No meu entender, a cadeira do Ministério da Saúde estará vaga enquanto não for ocupada por um profissional com profundos conhecimentos na área de planejamento e de gestão. Alguém que ao mesmo tempo tenha dedicação integral ao cargo e coragem suficiente para não se engajar em aparelhamentos corporativistas.
No Brasil, cito a Fundação Pró-Sangue/Hemocentro de São Paulo. A equipe médica valorizou o setor administrativo, iniciado nesta entidade pelo dr. José Luiz Portella Pereira, e uma equipe altamente qualificada em planejamento e gestão é, hoje, reconhecida internacionalmente pela Organização Mundial de Saúde que, vistoriando a Pró-Sangue, classificou-a de centro de Primeiro Mundo.
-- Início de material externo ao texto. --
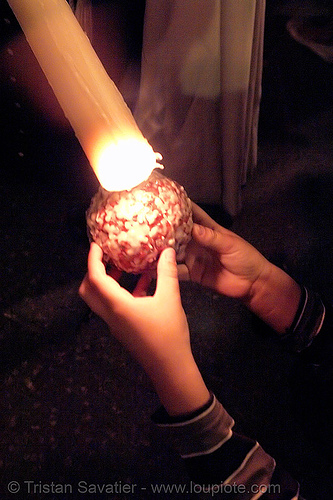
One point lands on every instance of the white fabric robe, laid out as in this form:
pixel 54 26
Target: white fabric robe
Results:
pixel 200 91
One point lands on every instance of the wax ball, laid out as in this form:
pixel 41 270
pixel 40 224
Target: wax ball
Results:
pixel 133 227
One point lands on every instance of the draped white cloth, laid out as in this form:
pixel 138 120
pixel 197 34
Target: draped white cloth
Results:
pixel 200 93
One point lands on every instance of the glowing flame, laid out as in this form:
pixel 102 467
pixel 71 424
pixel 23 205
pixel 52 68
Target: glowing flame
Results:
pixel 123 164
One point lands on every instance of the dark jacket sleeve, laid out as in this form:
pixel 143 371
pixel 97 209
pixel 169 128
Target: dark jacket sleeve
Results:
pixel 227 463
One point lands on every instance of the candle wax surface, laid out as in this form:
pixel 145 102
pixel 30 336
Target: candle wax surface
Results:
pixel 133 227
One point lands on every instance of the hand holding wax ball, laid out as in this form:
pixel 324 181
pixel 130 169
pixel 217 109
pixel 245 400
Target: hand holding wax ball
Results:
pixel 133 227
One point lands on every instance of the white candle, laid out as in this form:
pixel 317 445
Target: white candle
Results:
pixel 119 154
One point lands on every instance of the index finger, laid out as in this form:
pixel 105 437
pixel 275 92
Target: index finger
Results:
pixel 96 268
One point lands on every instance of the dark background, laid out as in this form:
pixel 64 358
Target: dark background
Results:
pixel 74 406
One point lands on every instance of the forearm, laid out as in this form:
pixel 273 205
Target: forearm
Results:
pixel 274 298
pixel 178 384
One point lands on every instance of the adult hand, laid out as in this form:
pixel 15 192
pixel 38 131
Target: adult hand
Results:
pixel 222 260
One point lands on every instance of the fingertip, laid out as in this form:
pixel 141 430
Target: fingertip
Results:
pixel 169 255
pixel 198 230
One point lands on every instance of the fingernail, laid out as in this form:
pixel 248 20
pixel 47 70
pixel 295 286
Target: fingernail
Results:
pixel 170 255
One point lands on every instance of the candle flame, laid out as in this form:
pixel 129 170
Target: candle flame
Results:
pixel 123 164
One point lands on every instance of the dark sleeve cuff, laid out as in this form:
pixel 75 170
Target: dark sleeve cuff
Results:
pixel 199 434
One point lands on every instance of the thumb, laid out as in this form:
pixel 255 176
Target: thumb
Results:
pixel 212 239
pixel 167 273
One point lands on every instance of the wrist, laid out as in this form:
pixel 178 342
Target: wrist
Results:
pixel 179 385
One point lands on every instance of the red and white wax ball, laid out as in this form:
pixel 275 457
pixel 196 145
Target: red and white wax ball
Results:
pixel 133 227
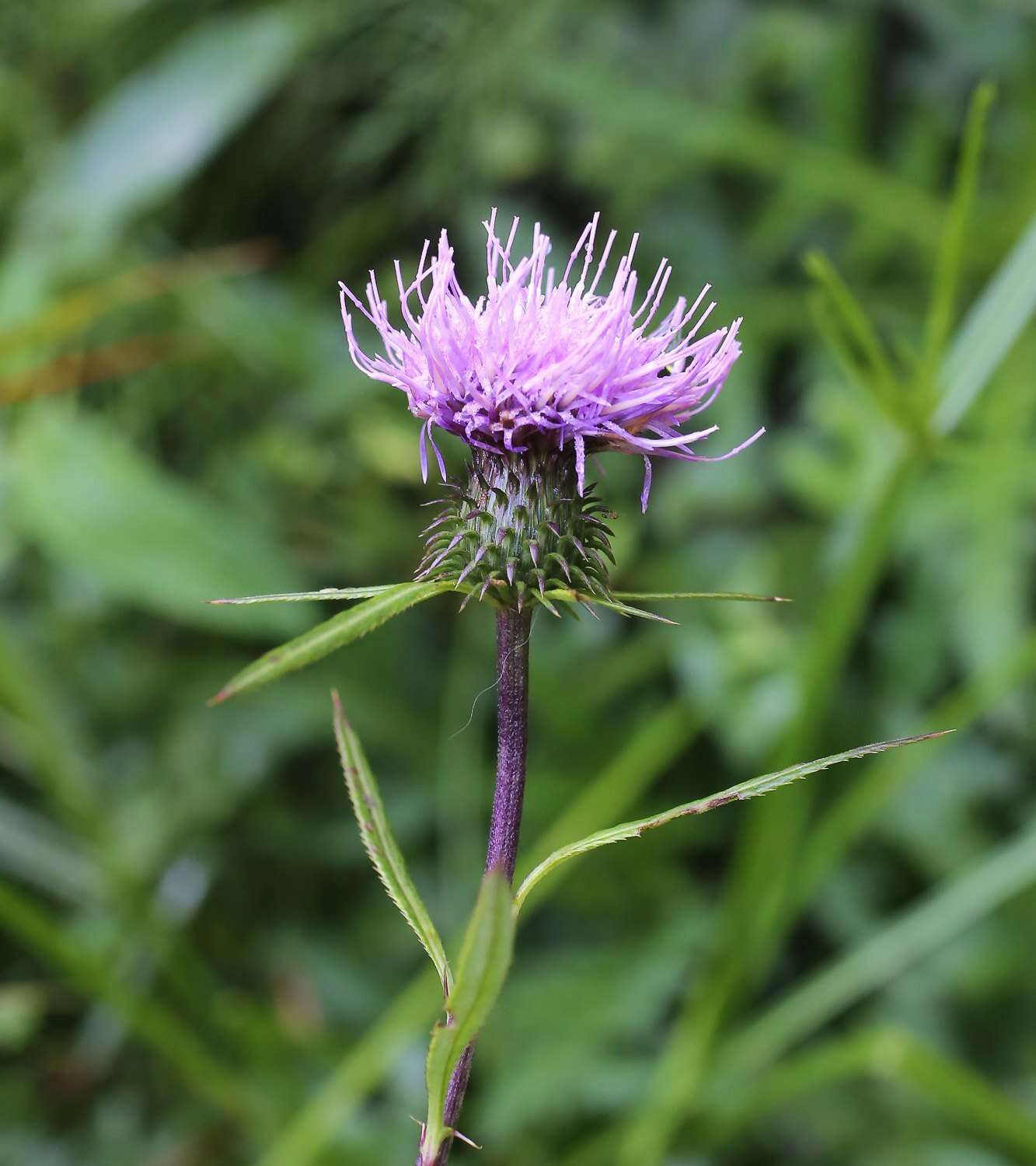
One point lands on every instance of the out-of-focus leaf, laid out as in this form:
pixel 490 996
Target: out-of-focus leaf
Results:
pixel 96 505
pixel 333 634
pixel 965 1096
pixel 755 787
pixel 382 846
pixel 161 124
pixel 79 308
pixel 740 596
pixel 951 249
pixel 482 969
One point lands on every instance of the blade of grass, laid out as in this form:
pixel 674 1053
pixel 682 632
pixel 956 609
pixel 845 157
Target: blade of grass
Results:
pixel 914 935
pixel 989 331
pixel 963 1096
pixel 648 752
pixel 382 846
pixel 739 596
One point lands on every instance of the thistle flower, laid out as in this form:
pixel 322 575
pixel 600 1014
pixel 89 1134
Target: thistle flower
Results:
pixel 535 375
pixel 536 363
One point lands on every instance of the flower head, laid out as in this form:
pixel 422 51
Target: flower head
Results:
pixel 539 363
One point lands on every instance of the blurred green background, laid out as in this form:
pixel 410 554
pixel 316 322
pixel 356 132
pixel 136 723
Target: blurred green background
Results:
pixel 198 967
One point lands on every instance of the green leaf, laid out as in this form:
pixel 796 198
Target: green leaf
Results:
pixel 569 595
pixel 989 331
pixel 753 788
pixel 382 846
pixel 49 937
pixel 328 592
pixel 741 596
pixel 482 969
pixel 323 639
pixel 161 125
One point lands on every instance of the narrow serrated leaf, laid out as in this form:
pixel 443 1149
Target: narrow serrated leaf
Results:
pixel 328 592
pixel 333 634
pixel 741 596
pixel 753 788
pixel 382 846
pixel 949 259
pixel 570 595
pixel 485 958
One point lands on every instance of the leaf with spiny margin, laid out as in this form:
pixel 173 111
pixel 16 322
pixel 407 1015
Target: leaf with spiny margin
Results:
pixel 382 846
pixel 485 958
pixel 753 788
pixel 740 596
pixel 328 592
pixel 333 634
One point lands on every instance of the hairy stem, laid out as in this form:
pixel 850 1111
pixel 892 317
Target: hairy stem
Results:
pixel 506 819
Na França, o Ministério da Saúde vincula-se a um órgão dirigido pela dra. Simone Veil, bacharel em direito. A ministra Simone Veil foi a autora da lei que regulamentou o aborto e definiu, apoiada em equipe médica de alto gabarito normas de qualidades e segurança para o sangue.
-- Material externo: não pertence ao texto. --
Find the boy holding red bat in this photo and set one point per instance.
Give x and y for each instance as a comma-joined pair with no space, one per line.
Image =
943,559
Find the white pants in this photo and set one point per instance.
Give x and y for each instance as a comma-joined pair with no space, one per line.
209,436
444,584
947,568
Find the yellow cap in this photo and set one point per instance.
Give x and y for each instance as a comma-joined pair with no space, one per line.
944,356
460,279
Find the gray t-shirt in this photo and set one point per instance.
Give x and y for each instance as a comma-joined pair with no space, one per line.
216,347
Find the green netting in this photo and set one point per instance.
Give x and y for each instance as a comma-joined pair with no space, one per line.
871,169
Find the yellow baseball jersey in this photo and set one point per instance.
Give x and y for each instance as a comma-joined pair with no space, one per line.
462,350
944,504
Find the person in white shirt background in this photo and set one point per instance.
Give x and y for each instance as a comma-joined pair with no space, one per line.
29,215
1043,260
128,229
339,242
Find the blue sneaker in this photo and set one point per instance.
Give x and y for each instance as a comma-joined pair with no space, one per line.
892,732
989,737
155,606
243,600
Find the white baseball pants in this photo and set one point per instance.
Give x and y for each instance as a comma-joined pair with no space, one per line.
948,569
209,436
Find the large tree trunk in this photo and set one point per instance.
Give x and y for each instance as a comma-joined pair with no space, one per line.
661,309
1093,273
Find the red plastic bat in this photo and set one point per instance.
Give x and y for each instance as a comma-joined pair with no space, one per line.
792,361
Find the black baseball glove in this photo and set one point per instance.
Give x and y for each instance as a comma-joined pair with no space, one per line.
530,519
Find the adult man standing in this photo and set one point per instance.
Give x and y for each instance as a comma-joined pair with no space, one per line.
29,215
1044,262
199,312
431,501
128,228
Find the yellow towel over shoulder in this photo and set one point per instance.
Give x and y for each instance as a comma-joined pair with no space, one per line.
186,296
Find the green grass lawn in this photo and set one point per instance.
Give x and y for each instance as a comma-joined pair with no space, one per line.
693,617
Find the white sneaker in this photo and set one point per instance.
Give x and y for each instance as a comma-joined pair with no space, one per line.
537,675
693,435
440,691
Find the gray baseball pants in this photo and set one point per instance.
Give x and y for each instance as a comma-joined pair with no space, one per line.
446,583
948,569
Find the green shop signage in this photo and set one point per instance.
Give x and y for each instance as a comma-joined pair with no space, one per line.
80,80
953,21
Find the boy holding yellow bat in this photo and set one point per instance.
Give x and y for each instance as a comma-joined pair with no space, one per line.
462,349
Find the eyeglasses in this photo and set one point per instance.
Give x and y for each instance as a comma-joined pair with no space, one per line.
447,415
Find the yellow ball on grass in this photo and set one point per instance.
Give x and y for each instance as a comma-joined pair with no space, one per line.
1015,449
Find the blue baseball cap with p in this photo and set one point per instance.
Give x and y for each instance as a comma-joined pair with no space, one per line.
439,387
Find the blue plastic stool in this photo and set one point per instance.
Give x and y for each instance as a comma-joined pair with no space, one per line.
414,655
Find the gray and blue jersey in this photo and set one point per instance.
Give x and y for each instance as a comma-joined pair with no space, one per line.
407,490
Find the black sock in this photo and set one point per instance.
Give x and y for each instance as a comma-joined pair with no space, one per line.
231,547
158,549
No Brasil, o Ministério da Saúde até poderia, em tese, ser dirigido por profissionais não-médicos, como ocorre na França, Bélgica e outros países do chamado Primeiro Mundo, desde que o assessoramento se faça por médicos competentes e sobretudo com a vivência local e diuturna dos problemas de saúde.
É fundamental que não se dilua o Ministério da Saúde vinculando-o a outro que também atue na ação social. Aqui, a saúde deve ser uma das prioridades máximas em virtude de nossa população enferma, diferentemente da França e de outros países desenvolvidos.
Um médico pode evidentemente dirigir a saúde no país. Mas, para isso, tem de se dedicar de modo integral, não dicotomizando as atividades ministeriais com atividades da prática médica. Sobretudo deverá estar preparado para assumir determinadas posições sabendo que poderá entrar em confronto com os colegas de profissão.
O Brasil também precisa de um dirigente corajoso e capacitado, de confiança do presidente, com respaldo maior para lutar pelo orçamento e para promover uma mais que urgente intervenção administrativa no setor da saúde.
E a condição básica para o sucesso desta operação é o compromisso de aliança com diversos profissionais da administração e cientistas da mais alta qualidade e que conheçam profundamente a realidade brasileira, vivenciando aqui no país os problemas da saúde.